The Heart of Georgia Altamaha region, which includes the small cities of Dublin and Vidalia, received $400 million in Medicaid funding in 2015. Medicaid expansion would increase these resources by 25 percent or $100 million, creating around 1,426 more jobs. (Current average annual job growth is 187 jobs a year.) Five other regions would see job growth well over double their annual average, while others would range from 20 percent to 62 percent growth. (See table.)
Although the state’s efforts to help rural Georgia using tax credits and study committees may have some effect, their impact pales in comparison to the effect expanding Medicaid would have. Not only will this bring money into the local rural economies but it also has the potential to buoy the health care networks that are critical if rural areas are going to attract any other form of economic development.
Since 2010, Georgia has lost eight rural hospitals* — the third most in the nation — and when this critical infrastructure is lost, population and jobs quickly follow.
Those who are opposed to expansion or who want to take away this option for states point out that Medicaid expansion is not free money. It comes at a cost. This is true. Medicaid is redistributive in its nature and essentially takes money from wealthier areas of the country and shifts it to the poorer areas.

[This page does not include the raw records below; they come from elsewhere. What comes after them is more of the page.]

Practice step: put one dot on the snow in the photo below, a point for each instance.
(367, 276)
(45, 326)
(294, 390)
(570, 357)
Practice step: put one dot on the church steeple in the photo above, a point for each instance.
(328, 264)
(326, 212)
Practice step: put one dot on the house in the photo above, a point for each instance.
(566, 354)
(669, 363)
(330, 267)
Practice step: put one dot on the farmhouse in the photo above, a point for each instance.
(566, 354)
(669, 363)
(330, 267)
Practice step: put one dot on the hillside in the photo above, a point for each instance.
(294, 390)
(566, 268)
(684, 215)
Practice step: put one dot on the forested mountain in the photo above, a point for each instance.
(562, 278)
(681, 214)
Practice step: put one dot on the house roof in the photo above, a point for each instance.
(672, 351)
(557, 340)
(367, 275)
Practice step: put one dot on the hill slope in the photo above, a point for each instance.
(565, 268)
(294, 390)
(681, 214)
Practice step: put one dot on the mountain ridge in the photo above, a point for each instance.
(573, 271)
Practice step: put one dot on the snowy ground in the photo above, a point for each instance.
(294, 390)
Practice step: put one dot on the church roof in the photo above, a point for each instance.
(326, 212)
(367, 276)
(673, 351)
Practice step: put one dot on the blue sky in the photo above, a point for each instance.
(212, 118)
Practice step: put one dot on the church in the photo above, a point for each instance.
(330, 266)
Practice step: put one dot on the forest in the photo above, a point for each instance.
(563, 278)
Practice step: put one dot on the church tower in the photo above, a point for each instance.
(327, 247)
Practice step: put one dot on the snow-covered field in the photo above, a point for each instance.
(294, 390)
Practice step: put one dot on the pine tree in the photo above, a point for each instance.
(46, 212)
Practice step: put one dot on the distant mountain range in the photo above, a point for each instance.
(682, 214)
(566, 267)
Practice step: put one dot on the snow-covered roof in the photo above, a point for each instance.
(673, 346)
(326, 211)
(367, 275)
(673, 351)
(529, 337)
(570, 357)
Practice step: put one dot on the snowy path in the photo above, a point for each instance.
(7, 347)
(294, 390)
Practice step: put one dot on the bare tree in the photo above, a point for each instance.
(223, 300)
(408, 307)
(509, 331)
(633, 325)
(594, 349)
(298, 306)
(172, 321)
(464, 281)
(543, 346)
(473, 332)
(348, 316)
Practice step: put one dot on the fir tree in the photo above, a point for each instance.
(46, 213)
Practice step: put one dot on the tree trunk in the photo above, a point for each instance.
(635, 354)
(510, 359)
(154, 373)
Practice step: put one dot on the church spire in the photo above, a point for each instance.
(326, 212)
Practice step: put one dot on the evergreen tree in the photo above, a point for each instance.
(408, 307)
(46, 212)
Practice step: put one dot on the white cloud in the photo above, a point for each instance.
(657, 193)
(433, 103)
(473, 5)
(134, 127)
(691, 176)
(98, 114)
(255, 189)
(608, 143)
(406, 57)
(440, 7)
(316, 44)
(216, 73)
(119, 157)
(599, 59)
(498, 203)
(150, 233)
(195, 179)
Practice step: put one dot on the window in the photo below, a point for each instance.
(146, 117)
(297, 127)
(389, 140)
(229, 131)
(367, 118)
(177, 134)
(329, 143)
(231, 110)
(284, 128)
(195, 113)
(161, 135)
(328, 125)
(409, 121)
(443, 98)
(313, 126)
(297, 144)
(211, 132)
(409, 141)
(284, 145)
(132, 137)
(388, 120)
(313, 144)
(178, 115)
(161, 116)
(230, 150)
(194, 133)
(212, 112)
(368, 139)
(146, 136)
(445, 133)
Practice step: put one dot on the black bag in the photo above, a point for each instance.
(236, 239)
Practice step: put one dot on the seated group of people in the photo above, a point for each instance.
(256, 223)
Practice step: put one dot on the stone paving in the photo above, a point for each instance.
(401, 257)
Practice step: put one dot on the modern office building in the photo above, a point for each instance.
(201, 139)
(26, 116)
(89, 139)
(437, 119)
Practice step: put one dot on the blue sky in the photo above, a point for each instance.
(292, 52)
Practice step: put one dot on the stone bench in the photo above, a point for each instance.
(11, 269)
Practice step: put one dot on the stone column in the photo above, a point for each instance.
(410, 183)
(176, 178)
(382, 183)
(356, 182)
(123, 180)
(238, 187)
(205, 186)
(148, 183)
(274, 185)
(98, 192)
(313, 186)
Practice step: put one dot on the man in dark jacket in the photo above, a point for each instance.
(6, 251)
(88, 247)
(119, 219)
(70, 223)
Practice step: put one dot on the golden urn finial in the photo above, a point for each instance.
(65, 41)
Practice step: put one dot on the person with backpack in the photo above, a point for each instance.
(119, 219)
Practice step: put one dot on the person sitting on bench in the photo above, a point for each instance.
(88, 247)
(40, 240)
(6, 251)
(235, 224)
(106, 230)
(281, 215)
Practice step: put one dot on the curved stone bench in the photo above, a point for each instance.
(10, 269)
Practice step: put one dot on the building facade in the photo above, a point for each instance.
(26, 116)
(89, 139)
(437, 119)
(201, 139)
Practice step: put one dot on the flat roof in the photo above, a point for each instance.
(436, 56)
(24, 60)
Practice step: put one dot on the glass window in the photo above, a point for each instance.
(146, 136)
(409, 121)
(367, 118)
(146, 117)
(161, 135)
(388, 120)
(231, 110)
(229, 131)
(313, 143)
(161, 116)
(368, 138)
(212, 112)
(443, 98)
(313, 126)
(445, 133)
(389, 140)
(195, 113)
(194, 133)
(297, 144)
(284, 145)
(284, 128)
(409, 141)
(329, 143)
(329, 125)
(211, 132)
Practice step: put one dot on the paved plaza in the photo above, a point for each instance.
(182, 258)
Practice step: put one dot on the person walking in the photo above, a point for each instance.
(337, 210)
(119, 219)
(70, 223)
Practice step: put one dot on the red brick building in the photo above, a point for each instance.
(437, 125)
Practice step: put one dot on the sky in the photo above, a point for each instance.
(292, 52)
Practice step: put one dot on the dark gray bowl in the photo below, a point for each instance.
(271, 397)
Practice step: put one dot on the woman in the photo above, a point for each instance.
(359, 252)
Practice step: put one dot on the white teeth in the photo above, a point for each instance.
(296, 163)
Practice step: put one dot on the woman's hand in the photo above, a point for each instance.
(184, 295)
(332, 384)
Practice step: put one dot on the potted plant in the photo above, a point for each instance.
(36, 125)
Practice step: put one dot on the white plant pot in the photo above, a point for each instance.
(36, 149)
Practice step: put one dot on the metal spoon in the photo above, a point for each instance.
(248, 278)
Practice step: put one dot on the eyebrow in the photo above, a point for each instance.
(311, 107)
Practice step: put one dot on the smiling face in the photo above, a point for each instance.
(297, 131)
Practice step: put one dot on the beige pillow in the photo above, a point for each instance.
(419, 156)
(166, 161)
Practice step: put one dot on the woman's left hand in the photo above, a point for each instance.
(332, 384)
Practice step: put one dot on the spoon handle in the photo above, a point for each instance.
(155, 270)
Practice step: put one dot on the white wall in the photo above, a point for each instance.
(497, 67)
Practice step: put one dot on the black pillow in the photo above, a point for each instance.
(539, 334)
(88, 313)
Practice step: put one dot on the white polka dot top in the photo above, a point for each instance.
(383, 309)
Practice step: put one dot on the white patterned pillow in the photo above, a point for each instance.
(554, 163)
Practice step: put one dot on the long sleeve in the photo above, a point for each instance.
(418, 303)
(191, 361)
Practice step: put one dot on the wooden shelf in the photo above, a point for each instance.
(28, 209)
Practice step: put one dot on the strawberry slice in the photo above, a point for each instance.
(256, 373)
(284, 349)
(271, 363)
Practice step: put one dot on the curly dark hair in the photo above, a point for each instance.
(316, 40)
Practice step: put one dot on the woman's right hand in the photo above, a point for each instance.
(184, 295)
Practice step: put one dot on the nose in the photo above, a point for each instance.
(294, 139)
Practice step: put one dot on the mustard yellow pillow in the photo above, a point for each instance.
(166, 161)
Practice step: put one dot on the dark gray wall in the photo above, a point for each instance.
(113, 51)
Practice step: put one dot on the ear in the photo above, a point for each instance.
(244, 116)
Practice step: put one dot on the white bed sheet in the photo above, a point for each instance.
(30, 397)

But consider this: Trade policy is also redistributive in nature and a reasonable argument can be made that rural Georgians got the short end of the stick with globalization. These global trade agreements, though, were entered into with the understanding that those who benefitted would help communities that were hurt.
Little of this help has materialized. Although Medicaid expansion is not explicitly addressing economic displacement from global trade, it will essentially have this effect, transferring wealth from Silicon Valley and other areas that are strengthened from global trade to those areas that need some support to get back on their feet.

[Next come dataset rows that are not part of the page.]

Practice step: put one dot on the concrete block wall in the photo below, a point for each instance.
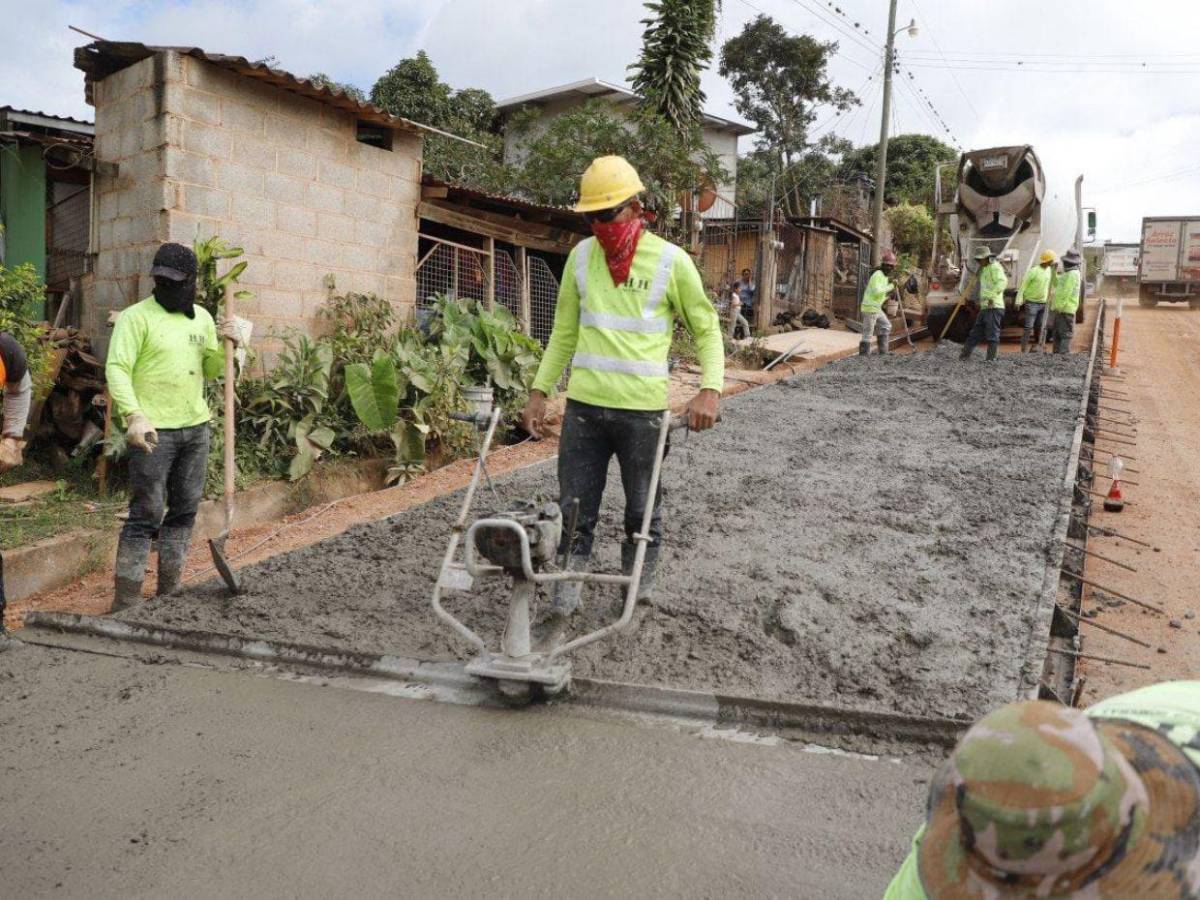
(275, 173)
(130, 209)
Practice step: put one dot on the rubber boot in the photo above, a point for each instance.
(131, 570)
(172, 555)
(649, 570)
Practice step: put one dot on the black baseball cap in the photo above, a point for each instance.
(174, 262)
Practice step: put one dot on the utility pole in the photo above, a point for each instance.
(881, 172)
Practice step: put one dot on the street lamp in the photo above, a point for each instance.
(881, 172)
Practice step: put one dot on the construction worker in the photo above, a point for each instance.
(877, 292)
(993, 281)
(622, 292)
(1039, 799)
(18, 391)
(1033, 294)
(162, 349)
(1066, 301)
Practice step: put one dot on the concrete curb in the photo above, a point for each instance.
(797, 720)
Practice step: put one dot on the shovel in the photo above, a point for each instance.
(217, 544)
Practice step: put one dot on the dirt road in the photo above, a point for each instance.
(1159, 355)
(124, 779)
(873, 535)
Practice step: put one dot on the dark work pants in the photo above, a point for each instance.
(169, 480)
(591, 437)
(985, 328)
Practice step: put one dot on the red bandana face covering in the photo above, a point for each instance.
(619, 243)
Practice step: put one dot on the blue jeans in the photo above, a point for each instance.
(1035, 315)
(166, 486)
(985, 328)
(592, 436)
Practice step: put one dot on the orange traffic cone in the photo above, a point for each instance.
(1114, 502)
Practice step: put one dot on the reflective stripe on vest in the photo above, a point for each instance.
(646, 369)
(649, 323)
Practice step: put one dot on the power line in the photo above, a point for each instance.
(939, 47)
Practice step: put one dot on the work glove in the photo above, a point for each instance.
(10, 453)
(141, 433)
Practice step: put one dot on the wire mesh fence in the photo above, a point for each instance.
(543, 299)
(67, 246)
(456, 270)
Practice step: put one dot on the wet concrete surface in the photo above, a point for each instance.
(126, 779)
(870, 535)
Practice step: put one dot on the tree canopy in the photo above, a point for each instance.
(911, 162)
(676, 48)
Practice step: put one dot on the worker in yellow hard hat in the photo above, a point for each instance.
(623, 289)
(1033, 294)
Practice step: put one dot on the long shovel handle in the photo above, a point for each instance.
(229, 387)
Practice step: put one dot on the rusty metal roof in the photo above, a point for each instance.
(101, 59)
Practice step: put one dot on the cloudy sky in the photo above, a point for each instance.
(1101, 88)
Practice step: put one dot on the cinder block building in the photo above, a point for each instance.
(309, 181)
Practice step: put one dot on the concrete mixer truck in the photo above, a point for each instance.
(1000, 201)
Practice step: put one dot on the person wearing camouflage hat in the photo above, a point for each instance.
(1043, 801)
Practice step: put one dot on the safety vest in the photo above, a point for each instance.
(876, 292)
(1036, 287)
(1066, 293)
(617, 337)
(993, 281)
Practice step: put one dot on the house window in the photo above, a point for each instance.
(373, 135)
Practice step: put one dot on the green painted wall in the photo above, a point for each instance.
(23, 208)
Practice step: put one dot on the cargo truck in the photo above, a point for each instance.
(1169, 267)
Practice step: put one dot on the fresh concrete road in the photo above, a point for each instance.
(129, 779)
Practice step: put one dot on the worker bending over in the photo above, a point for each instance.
(993, 281)
(18, 391)
(1066, 301)
(162, 349)
(1033, 294)
(622, 292)
(1039, 799)
(877, 292)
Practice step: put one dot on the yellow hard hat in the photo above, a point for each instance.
(607, 183)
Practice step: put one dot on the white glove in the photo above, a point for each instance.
(141, 433)
(10, 453)
(235, 329)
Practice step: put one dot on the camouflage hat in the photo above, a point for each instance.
(1041, 801)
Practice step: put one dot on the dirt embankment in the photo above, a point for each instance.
(871, 535)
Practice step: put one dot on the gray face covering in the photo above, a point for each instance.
(175, 295)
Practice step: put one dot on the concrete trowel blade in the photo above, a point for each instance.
(219, 559)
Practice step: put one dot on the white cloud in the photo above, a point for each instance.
(1114, 127)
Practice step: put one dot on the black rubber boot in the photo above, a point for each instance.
(173, 545)
(131, 570)
(649, 570)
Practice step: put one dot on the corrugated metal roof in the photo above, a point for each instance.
(101, 59)
(31, 117)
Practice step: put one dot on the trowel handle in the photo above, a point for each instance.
(229, 397)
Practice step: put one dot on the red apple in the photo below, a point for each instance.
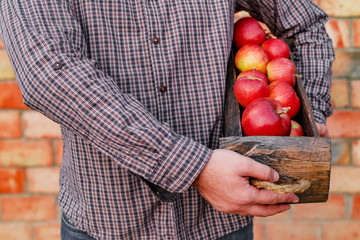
(285, 94)
(296, 129)
(248, 30)
(254, 74)
(266, 117)
(276, 48)
(247, 89)
(251, 56)
(281, 69)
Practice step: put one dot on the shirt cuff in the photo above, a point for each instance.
(319, 117)
(181, 165)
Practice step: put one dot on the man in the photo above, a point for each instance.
(138, 90)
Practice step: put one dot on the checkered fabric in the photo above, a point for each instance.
(138, 90)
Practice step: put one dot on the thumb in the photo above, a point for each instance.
(261, 171)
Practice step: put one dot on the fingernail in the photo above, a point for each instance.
(296, 200)
(275, 176)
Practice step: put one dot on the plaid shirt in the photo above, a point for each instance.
(138, 90)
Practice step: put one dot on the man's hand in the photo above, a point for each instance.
(322, 129)
(224, 183)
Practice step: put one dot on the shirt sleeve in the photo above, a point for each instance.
(47, 50)
(313, 55)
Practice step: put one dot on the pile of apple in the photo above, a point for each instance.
(265, 85)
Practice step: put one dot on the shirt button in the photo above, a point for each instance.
(163, 89)
(155, 40)
(57, 66)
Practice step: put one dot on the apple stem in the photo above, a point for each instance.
(286, 109)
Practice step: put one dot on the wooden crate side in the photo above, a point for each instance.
(295, 158)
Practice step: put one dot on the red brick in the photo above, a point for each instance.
(355, 211)
(20, 153)
(340, 230)
(339, 32)
(42, 208)
(293, 230)
(37, 125)
(356, 152)
(10, 97)
(344, 123)
(58, 152)
(334, 208)
(10, 124)
(43, 180)
(12, 180)
(339, 93)
(258, 230)
(356, 32)
(345, 180)
(335, 8)
(340, 152)
(6, 70)
(1, 44)
(47, 231)
(15, 231)
(346, 64)
(355, 94)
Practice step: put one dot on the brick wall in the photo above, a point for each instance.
(30, 155)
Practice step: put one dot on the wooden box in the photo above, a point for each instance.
(297, 159)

Medicaid expansion alone is not going to reverse the decline in rural Georgia’s economies. Global economic forces are hard to combat. But at least some additional resources could help support families as they struggle against these global economic head winds and could give rural communities a fighting chance at recovery.
*NOTE: Since the December 2016 publication of the original article at this link, the eighth rural Georgia hospital to close made the announcement in April – Jenkins Medical Center in rural east Georgia.
Carolyn Bourdeaux is director of the Center for State and Local Finance and an associate professor of public management and policy in the Andrew Young School of Policy Studies at Georgia State University. From 2007-10, Bourdeaux was on leave from the university to serve as director of Georgia’s Senate Budget and Evaluation Office.
Peter Bluestone is a senior research associate with the Center for State and Local Finance and the Fiscal Research Center. His research includes urban economics, static and dynamic economic impact modeling, and state and local fiscal policy. Bluestone serves on the technical advisory committee for the Atlanta Regional Commission.